Studio Asl Vercelli: “L’isolamento del primo lockdown ha accelerato il decadimento cognitivo dei pazienti con forme di demenza”
Lo studio, pubblicato su International Journal of Environmental Research and Public Health, è stato condotto da un gruppo di medici dei reparti di Neurologia, Geriatria e Psicologia clinica, e ha riguardato 132 persone con un’età media di 78 anni colpite da demenza, ma non da Covid-19, e già seguite dall’Asl. Per valutare lo stato neuro-cognitivo utilizzato l’esame noto come “mini mental test”.
03 MAG - L’isolamento del primo lockdown ha accelerato il processo di decadimento delle funzioni cognitive dei pazienti con demenza. Questo il risultato di uno studio condotto da un gruppo di medici dell’Asl di Vercelli dei reparti di Neurologia, Geriatria e Psicologia clinica.
Lo studio ha riguardato 132 persone con un’età media di 78 anni colpite da demenza, ma non da Covid-19, e già seguite dagli ambulatori dell’Azienda sanitaria vercellese. I ricercatori, guidati dal direttore della Neurologia
Cristoforo Comi hanno confrontato le performance cognitive dei pazienti affetti da disturbi cognitivi, in particolare da Alzheimer, negli anni 2017/2018, 2018/2019 e 2019/2020.
Per valutare lo stato neuro-cognitivo dei pazienti, i ricercatori hanno utilizzato un esame, conosciuto come “mini mental test”, che attraverso domande mirate consente di valutare le funzioni cerebrali, come l’orientamento, la memoria, l’attenzione, la capacità di calcolo e il linguaggio. Grazie a questo test, ripetuto nel corso degli anni, il team di medici ha potuto constatare come lo scadimento delle performance cognitive dei pazienti seguiti nell’ultimo periodo, ovvero quello interessato dalla pandemia, sia stato del doppio rispetto a quello dei gruppi degli anni precedenti.
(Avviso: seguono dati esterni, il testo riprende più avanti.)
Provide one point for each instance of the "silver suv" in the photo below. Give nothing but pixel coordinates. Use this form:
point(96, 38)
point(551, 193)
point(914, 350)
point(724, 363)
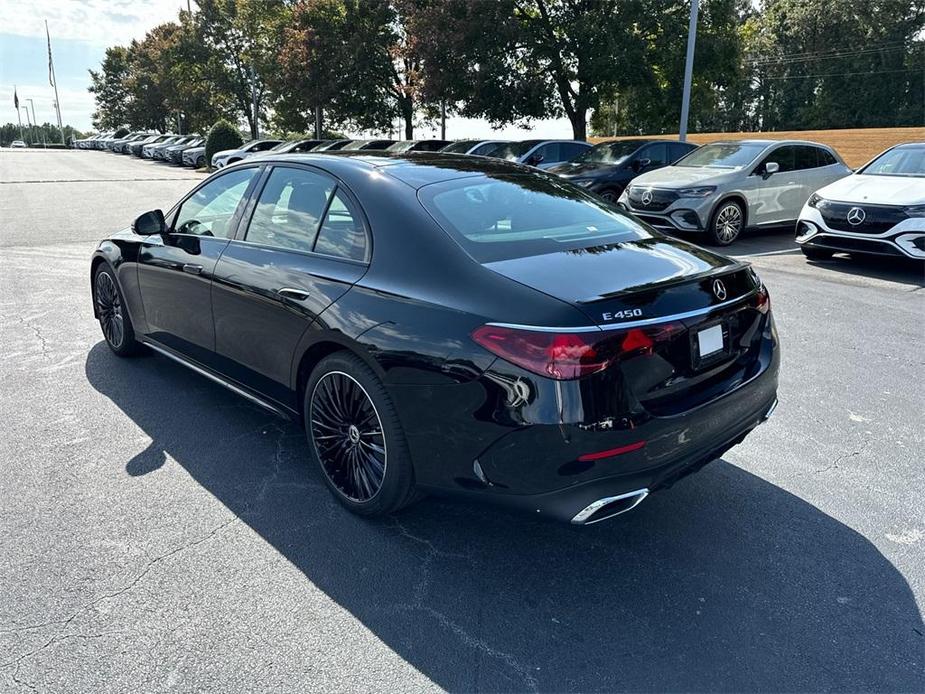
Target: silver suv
point(726, 187)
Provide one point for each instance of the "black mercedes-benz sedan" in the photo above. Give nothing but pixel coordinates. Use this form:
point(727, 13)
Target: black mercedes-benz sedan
point(448, 323)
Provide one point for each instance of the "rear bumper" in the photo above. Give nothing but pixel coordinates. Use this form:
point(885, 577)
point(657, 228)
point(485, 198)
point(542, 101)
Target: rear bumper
point(538, 447)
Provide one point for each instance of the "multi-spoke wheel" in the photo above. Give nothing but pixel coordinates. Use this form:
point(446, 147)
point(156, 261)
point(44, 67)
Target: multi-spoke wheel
point(727, 223)
point(355, 436)
point(110, 309)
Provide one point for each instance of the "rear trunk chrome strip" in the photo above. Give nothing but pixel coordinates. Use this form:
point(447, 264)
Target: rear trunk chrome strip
point(217, 379)
point(628, 324)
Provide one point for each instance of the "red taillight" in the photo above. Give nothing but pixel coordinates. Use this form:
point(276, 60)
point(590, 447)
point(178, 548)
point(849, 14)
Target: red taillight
point(569, 355)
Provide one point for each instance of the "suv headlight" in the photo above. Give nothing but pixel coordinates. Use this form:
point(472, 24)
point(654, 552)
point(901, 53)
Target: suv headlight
point(698, 192)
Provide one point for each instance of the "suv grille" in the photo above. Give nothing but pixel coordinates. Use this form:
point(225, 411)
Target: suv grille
point(877, 218)
point(659, 201)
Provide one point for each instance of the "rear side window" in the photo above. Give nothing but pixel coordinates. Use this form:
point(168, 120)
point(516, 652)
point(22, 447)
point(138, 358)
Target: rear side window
point(519, 215)
point(825, 157)
point(342, 233)
point(289, 209)
point(656, 154)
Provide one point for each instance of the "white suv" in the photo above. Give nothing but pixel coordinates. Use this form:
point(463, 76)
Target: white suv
point(724, 188)
point(879, 210)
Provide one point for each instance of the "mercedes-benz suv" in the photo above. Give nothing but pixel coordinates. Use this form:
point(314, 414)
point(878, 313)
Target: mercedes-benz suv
point(724, 188)
point(879, 210)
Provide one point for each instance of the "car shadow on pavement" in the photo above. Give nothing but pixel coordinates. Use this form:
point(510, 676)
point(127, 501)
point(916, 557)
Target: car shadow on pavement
point(725, 582)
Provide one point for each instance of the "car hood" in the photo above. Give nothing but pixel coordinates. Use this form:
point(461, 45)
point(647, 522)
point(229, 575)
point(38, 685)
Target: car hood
point(601, 278)
point(575, 169)
point(683, 176)
point(876, 190)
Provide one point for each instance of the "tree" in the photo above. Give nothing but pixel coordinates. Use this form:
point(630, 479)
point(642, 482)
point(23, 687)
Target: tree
point(240, 32)
point(108, 87)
I punteggi, annotati su una scala, hanno evidenziato come gli effetti del lockdown abbiano fortemente velocizzato il processo degenerativo.
“I risultati hanno dimostrato come il lockdown e l’isolamento abbiano avuto un forte impatto sui nostri pazienti che non potendo muoversi o ricevere visite da parte dei parenti hanno subito un severo peggioramento delle loro capacità cognitive - spiega Comi -. Queste limitazioni non hanno avuto una ricaduta negativa solo sulla loro vita, ma anche su quella delle loro famiglie e dei caregiver. Anche la mancanza di visite di controllo potrebbe aver influito sulle condizioni generali di queste persone che nel lockdown hanno avuto forti limitazioni a livello di attività quotidiane”.
Lo studio, pubblicato sulla rivista internazionale “International Journal of Environmental Research and Public Health”, è stato condotto oltre che da dal Direttore della Neurologia Comi anche da
Barbara Sarasso geriatra del Centro per i Disturbi Cognitivi e Demenze (CDCD), e da
Giacomo Tondo, ricercatore specializzato in patologie degenerative, demenze e disturbi del comportamento.
I soggetti coinvolti sono stati sia pazienti affetti da Alzheimer sia pazienti in fase di pre-Alzheimer, con un decadimento cognitivo lieve.
“Ora - conclude Comi - vedremo se con le riaperture, e quindi con più stimoli, più visite e maggiore autonomia, le condizioni dei pazienti miglioreranno. Vogliamo andare avanti con lo studio per rispondere alle esigenze della popolazione con servizi migliori, ancora più mirati e personalizzati”.